The top 10 holdings account for 75% of assets, and the three largest positions include Newmont Corp (TSX:NEM), Barrick Gold (TSX:ABX) and Franco-Nevada Corp (TSX:FNV).

This is the best ETF to own if you want high exposure to the major producers and streamers in the industry.

BMO Junior Gold Index ETF (TSX:ZJG)

In the mood for a little more risk? Consider the BMO Junior Gold Index ETF (TSX:ZJG).

The fund is focused on the smaller industry players and seeks to replicate, net of expenses, the Dow Jones North American Select Junior Gold Index. The Index contains junior gold exploration, development and mining stocks.

The fund has an MER ratio of 0.61% and, at the time of update, has $67M in assets under management. The fund has 39 holdings, 80%+ of which are Canadian-listed junior minors.

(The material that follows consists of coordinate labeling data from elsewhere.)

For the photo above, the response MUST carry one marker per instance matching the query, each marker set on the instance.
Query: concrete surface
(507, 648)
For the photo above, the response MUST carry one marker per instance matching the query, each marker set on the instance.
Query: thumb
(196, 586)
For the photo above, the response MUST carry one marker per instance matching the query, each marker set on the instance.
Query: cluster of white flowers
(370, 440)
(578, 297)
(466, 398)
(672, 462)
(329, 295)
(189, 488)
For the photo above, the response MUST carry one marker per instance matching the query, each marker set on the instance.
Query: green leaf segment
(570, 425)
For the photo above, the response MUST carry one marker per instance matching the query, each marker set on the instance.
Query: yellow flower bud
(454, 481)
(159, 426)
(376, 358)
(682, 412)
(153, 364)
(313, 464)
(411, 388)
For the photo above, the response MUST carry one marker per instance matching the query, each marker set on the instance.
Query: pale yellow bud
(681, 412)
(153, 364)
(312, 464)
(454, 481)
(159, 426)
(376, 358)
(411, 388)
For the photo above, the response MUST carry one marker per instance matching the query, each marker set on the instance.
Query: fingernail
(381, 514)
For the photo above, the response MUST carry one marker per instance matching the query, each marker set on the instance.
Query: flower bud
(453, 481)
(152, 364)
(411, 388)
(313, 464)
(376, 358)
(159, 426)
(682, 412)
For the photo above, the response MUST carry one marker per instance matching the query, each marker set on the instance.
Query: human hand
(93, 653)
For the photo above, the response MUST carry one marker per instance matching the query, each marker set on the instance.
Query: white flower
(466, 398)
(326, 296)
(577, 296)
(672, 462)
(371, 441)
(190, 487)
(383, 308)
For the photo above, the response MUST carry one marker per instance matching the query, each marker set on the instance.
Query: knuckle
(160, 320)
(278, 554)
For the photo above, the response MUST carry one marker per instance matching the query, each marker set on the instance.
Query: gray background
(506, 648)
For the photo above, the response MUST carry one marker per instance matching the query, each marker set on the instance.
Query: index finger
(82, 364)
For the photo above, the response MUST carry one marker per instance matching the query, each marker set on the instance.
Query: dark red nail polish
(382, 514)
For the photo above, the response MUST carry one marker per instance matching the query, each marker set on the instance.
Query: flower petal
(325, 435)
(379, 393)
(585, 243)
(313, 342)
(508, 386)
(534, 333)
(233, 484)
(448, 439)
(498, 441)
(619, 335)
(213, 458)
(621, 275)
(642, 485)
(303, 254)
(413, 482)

At 61%, the top 10 holdings are less concentrated than other funds on this list.

As we witnessed with the soaring price of gold in 2020 this gold ETF dominated because of its junior miner exposure. However, it has suffered significantly if you fast forward to today. This is the nature of junior producers in almost any cyclical environment.

You'll likely need to trade this fund actively, buying the troughs and selling the peaks, to outperform. So keep in mind, although this has the most upside potential, without question, this is the riskiest fund on the list.

Horizons Gold Yield ETF (TSX:HGY)

The Horizons Gold Yield ETF (TSX:HGY) employs a covered call strategy to give investors exposure to gold hedged to the CAD and tax-efficient distributions.

As of writing, Horizons currently yields an attractive 6%~ and has $64M in assets under management.

Unfortunately, this ETFs MER fee of 0.90%, equal to $9.00 for every $1,000 invested, is quite expensive. Of all those on this list, HGY is the one that tracks the price of gold the closest – if you include the distribution. If you strip out the yield, it has underperformed.

The fund is a unique product in that it holds gold ETFs as opposed to the physical metal or companies in the industry. SPDR Gold Shares (GLD) is the primary holding, making up over 96% of assets.

This fund is not for everyone. If all you want to do is increase your exposure to gold, then the other options on this list may be better. This is especially true because of the high MER fees.

On the other hand, it is a unique product that allows you to increase exposure to gold and generate income.

HGY invests in funds that hold physical gold instead of companies that produce physical gold.

As we’ve seen, the ETFs whose primary holdings are gold producers tend to be more volatile. These ETFs tend to outperform in a gold bull market and can significantly underperform when gold struggles.

The economic downfall from COVID-19 has presented investors with a massive opportunity with gold stocks

Before the COVID-19 pandemic, gold had fallen out of favour, trading in a 5+ year bear market with prices hovering anywhere from $1000-1200 USD an ounce. Now? The pandemic caused a surge in the popularity of gold, and prices now sit in the $1700-$2000 range. This is ultimately a tailwind for gold producers.

So where should one invest? Investing in individual gold producers can be difficult, risky, and not suggested for those with a low-risk tolerance. But purchasing physical gold has been underwhelming in terms of returns for some time now.

There are a plethora of small, mid, and large-sized gold stocks, and it's not easy picking the winners.

As we've seen in the past, investors who buy the wrong gold producer or explorer can lead to significant losses. Gold companies set up for long-term success are a rarity, and most investors lose money when they get into precious metals or the companies that mine them.

Investing in a Canadian gold ETF greatly increases your exposure to the precious metal while minimizing your risk.

Ultimately, the performance of these ETFs will depend on the price of gold, but for investors looking for lower risk, an ETF inherently won't be as volatile as buying individual stocks on the stock market.

Keep in mind, however, that with any ETF, you should be looking for a blend of low cost and high returns. Mediocre ETFs with high expense fees can eat into returns over the long term and cause you to underperform the market significantly.